The Future Of Selling – Consultative Partnering
Consultative partnering offers a glimpse of the future of selling and account development. Customers are discarding rafts of suppliers in favour of the well-chosen few and developing close ties with them. By some estimates, companies have a third fewer suppliers than 10 years ago.
Four principles of consultative partnering
There are four principles to concentrate on when you move towards consultative partnering. Master these and you will transform your approach to important sales opportunities.
1. Bring more to the table than just a sale
Look energetically for ways to be a resource to your customers. What could your organisation offer to help your customers run their businesses more effectively? Could you help your best customers reduce cost without reducing your price? What else can you offer in addition to your solution?
Here are some examples:
- A recruitment company supplies clients with up-to-date industry-specific salary details to help them plan remuneration policy.
- A stationer becomes stock controller and distributor for its major customers’ standard stationery items.
- Car leasing firms offer their clients information on fuel consumption, diesel vs petrol, maintenance, accidents and resale values to help them improve the management of their fleets.
Never underestimate the importance of value-added services in creating partner relations. Become indispensable to your customer and so create ‘barriers to entry’ for your competitors and ‘barriers to exit’ for your customers.
2. Want the business
This sounds obvious, but it goes much deeper than it appears. Giving your customer the impression you really want their business can be very persuasive.
Think about your own experiences. Time and again, if people have gone to great lengths to make you feel important and valued, you choose a supplier based on that feeling, not just on the proposed solution.
Imagine you are interviewing candidates for an important position. You have drawn up a shortlist of two people, Joanna and David. Joanna is slightly better qualified than David, but David lets you know by his attitude that he really wants the job. Who would you offer it to? We have asked this question of thousands of managers over the years and the vast majority answer ‘David’.
It’s exactly the same in business: we want to do business with people who make us think they will look after us, who convince us they really want to work together with us.
The impression you want to create is:
“You can’t buy anything from my company without getting me with it: my help, my assistance, my back-up, me on the end of the phone.”
3. Use team selling
The more people from both supplier and customer who are involved in building the relationship, the stronger it will become. It’s a team effort.

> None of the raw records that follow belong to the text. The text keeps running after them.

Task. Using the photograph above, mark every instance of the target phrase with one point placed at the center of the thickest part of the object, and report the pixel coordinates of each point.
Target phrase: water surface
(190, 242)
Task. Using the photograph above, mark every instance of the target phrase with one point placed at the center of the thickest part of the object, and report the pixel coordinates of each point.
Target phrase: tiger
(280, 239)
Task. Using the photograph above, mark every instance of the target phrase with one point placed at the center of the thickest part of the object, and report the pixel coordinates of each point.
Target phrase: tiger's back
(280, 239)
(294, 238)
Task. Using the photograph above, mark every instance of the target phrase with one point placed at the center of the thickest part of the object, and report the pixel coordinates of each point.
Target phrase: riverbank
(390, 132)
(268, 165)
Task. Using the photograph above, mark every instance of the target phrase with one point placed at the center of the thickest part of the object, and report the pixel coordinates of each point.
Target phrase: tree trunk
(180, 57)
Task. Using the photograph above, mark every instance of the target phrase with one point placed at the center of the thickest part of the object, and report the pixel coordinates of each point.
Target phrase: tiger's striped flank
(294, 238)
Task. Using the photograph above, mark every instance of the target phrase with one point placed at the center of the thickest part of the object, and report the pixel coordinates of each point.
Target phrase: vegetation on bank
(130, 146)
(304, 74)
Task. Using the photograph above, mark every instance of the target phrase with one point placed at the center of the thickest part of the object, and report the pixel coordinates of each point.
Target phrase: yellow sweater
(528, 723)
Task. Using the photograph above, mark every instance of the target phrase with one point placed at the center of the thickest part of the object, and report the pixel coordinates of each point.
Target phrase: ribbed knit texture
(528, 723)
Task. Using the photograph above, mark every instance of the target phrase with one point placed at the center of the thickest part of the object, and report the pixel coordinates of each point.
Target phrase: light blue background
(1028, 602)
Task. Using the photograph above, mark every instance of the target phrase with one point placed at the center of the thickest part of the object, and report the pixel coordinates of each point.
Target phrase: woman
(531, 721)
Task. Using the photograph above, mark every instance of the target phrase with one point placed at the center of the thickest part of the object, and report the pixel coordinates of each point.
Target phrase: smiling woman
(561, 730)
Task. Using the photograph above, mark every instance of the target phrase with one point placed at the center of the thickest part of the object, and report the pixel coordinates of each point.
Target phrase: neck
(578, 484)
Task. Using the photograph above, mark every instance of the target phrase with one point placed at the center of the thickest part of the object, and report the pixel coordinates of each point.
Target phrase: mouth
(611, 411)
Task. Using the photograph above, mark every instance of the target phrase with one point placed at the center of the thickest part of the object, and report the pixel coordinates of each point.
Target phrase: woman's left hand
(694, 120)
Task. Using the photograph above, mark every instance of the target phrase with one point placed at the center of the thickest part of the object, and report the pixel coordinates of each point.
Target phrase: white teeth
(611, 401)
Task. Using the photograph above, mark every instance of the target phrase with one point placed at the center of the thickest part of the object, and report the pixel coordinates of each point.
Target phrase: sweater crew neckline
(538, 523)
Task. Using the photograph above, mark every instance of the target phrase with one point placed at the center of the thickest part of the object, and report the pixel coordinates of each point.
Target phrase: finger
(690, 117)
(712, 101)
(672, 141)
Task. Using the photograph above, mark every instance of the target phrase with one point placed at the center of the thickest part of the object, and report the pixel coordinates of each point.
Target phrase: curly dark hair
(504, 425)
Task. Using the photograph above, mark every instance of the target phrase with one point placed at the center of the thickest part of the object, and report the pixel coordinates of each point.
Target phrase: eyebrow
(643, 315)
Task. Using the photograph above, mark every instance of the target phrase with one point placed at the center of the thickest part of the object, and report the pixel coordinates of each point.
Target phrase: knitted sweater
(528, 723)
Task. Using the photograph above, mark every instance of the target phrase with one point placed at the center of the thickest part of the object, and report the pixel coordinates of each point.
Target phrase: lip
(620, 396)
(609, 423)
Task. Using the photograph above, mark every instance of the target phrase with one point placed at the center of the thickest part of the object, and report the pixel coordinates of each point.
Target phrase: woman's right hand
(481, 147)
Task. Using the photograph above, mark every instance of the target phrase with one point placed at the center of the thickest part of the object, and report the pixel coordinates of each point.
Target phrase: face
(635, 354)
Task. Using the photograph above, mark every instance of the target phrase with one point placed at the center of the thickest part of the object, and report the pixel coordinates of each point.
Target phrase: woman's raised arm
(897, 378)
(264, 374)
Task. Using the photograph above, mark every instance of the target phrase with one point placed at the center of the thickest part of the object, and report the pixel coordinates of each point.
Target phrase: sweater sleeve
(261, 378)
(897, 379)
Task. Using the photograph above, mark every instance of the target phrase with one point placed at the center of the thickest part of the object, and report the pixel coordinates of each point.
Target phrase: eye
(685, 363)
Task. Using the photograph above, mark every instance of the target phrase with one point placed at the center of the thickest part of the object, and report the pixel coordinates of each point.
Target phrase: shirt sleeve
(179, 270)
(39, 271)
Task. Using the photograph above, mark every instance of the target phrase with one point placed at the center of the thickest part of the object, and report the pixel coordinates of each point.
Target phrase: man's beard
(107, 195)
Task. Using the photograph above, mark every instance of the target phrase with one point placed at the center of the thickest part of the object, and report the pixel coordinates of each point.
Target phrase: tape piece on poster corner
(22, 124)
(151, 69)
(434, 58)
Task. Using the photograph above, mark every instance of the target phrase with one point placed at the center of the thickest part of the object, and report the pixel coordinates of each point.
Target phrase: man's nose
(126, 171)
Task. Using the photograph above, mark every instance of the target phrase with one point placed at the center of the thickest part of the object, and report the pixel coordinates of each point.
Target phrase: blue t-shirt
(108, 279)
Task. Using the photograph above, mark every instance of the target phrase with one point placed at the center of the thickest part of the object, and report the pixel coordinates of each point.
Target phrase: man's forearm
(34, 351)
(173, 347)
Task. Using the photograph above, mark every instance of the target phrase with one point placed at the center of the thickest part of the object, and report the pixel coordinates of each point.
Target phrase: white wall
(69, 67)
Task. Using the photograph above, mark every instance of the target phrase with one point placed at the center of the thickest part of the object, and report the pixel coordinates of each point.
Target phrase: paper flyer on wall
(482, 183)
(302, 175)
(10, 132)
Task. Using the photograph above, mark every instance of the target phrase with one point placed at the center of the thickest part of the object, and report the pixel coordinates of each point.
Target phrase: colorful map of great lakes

When your team meets the customer and explains what each member does, it gives you more credibility. The customer appreciates having access to all the players. They know who is going to carry out each element of servicing the account.
It’s no longer just the account manager talking with the buyer, it’s the supplier team working with the customer team to optimise effectiveness. And from the buyer’s perspective, the more people involved in the relationship the harder it is to change supplier. They would need to be satisfied that all their key people had no objection to the change.
When organising a team you should no longer be thinking:
“How can I put the best team together to win the business?”
Instead, focus on:
“Who needs to be involved so we can bring in all the expertise we’ve got to help the customer achieve their objectives?”
All contact with a customer should be coordinated through the account manager, who ensures that the account objectives are clear to all concerned and acts as team leader. The overall objective is to ensure that all the supplier’s resources – sales, support, marketing, research, finance, packaging and distribution – are used to identify and meet the customer’s requirements profitably for both parties.
4. Focus on the customer’s customer
What happens when a new business proposal comes into your office? For most of us this signals a determined effort to beat the competition. We seek to entice the new customer or client with better product value, better service, better proposals and a strong desire for them to just plain like us more than our competitors.
Salespeople who are concentrating on consultative partnering go further than this and ask:
“What do my customers require to satisfy their customers?”
“Who are their competitors and how can we help them to win?”
The golden rule of business – I can get what I want by helping others get what they want – is best applied by thinking about both your customer’s customer and your customer’s competitor.
Intel’s brilliant ‘Intel Inside’ marketing campaign worked because the chip maker looked not only at its own customers – original equipment manufacturers and distributors – but at their customers, people looking to buy a new PC. Never before has the end user been so aware of the brand identity of a single component.